1977: The Jerry Curl exploded on to the black hair scene. It was a perm for black people that lasted long into the 1980s. During this time, chemically treated hair was still in vogue, with women still seeking to change the texture of their hair as voluminous curls or poker-straight hair still reflected Western hairstyle trends.
1990s: Darling Hair was born. This period saw the introduction and rise in popularity of hair extensions, giving women other options. Natural styles and locks were becoming more accepted.
2007: During this year, US Glamour magazine editor Ashley Baker gave a presentation, The dos and don’ts of corporate fashion, to more than 40 lawyers in New York City. The first “don’t” slide depicted a black woman with an Afro, with the caption “say no to the fro”. She then commented: “As for dreadlocks: How truly dreadful!” She went on to add that it was “shocking” that some people still thought it “appropriate” to wear those hairstyles at the office. “No offence,” she sniffed, “but those ‘political’ hairstyles really have to go”. These statements are clear indications of structural racism and offer an indictment on black women’s beauty, and mere physical characteristics.
2009: Despite the negativity, more women wore their hair naturally as they adopted a healthier lifestyle and became aware of the potential damage of using chemical relaxers incorrectly.
Fast forward to the millennium. Today, the people of South Africa are embracing their natural hair.
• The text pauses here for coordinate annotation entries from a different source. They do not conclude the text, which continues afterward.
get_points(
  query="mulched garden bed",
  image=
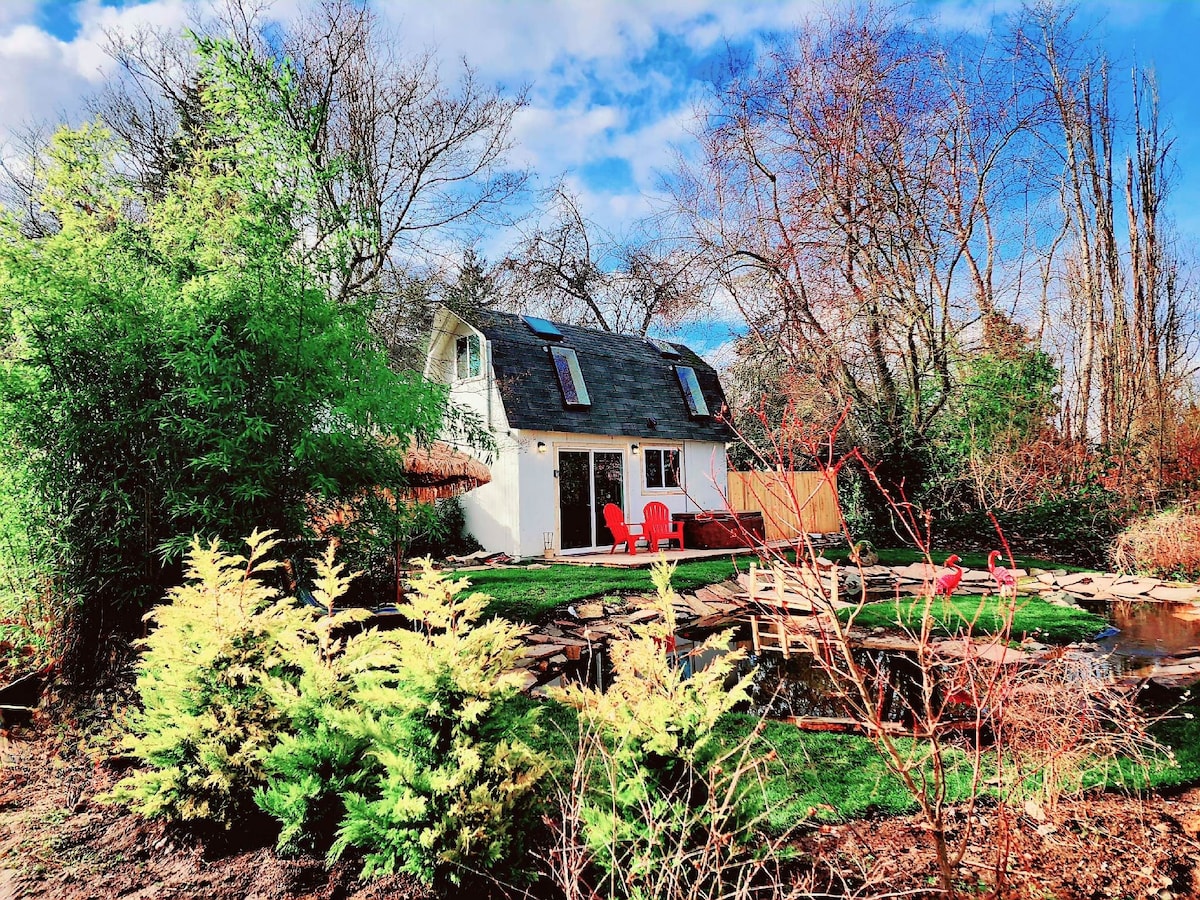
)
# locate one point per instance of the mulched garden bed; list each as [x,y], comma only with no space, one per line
[58,841]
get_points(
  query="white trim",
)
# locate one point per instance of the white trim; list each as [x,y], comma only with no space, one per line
[679,473]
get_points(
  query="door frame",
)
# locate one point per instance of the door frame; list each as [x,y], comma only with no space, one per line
[592,450]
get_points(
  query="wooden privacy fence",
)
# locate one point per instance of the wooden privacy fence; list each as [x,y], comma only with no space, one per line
[791,502]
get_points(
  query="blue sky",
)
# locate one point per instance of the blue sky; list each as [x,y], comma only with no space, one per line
[611,84]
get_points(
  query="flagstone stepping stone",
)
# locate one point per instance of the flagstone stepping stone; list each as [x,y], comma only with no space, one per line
[1180,595]
[989,652]
[1131,588]
[879,571]
[1090,585]
[539,652]
[917,571]
[643,616]
[699,606]
[528,681]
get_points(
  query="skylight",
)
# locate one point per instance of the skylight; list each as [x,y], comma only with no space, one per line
[663,347]
[570,377]
[691,395]
[543,328]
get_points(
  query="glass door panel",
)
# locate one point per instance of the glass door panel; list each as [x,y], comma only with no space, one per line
[609,486]
[575,498]
[587,481]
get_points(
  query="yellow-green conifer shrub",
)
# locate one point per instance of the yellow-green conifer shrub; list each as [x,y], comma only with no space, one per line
[450,779]
[208,682]
[661,808]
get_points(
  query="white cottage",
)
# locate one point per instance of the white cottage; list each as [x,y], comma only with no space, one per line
[581,418]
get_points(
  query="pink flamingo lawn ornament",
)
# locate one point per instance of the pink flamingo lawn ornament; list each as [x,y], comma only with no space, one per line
[948,582]
[1005,580]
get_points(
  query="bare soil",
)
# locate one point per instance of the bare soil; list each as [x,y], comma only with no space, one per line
[58,841]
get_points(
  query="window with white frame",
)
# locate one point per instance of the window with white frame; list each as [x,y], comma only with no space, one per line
[468,358]
[661,467]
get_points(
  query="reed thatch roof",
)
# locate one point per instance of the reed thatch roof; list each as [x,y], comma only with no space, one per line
[439,471]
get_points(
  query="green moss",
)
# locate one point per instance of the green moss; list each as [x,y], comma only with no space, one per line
[905,556]
[1033,618]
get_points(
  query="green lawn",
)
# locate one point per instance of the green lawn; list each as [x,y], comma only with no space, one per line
[1035,617]
[522,594]
[904,556]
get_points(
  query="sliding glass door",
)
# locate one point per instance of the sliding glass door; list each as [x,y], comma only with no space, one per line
[587,481]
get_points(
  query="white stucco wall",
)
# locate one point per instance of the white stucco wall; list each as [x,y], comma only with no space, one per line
[703,480]
[520,505]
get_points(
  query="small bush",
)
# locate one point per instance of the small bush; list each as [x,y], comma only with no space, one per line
[1075,527]
[654,805]
[1167,545]
[208,714]
[414,742]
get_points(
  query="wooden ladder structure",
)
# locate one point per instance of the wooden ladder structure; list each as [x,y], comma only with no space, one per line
[781,599]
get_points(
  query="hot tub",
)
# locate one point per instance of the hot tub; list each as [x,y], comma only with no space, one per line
[720,529]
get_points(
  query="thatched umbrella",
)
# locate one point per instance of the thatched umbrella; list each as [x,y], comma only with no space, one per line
[439,471]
It is safe to say that we have come full circle, with many hairstyles being worn now resembling the hairstyles worn in the 1500s.
But this evolution didn’t come without a revolution.
2014: A research paper, written by Tabora Johnson and Teiahsha Bankhead (Hair It Is: Examining the Experiences of Black Women with Natural Hair), indicated the growing acceptance for natural hairstyles in the workplace.
2016: Schoolgirl Zulaikha Patel became a symbol of the fight to legitimise natural black hair in schools after teachers told her that her hair was unruly.
2017: I stand proud today when I see women liberating themselves from social systems that dictate what styles they should wear in order to find acceptance or workplace success. After all, hair is still a statement of personal taste, but women are free to choose what styles to wear without being judged.
At Darling, we cater to all women, regardless of their style preference. For those who prefer a natural look, we have our Bantu locks and Vibration hair extensions. If a woman chooses weaves, Darling’s Nikita and Kerry H cater to you. If braids make you feel beautiful, Darling’s Bright and Bold and One Million Sorbet braids fit the bill. We embrace the diversity of African hair and choices that women make to express themselves.
As a brand that embraces African beauty, women’s empowerment and self-expression, Darling encourages women from all walks of life to express their Hairitage through their hairstyles.
Miriam Makeba, one of the most celebrated South African artists of our time, is perhaps most famous for The Click Song, but we must never forget about her activism. When she testified against the South African government at the United Nations in 1963, she wore her natural hair as she shook the world.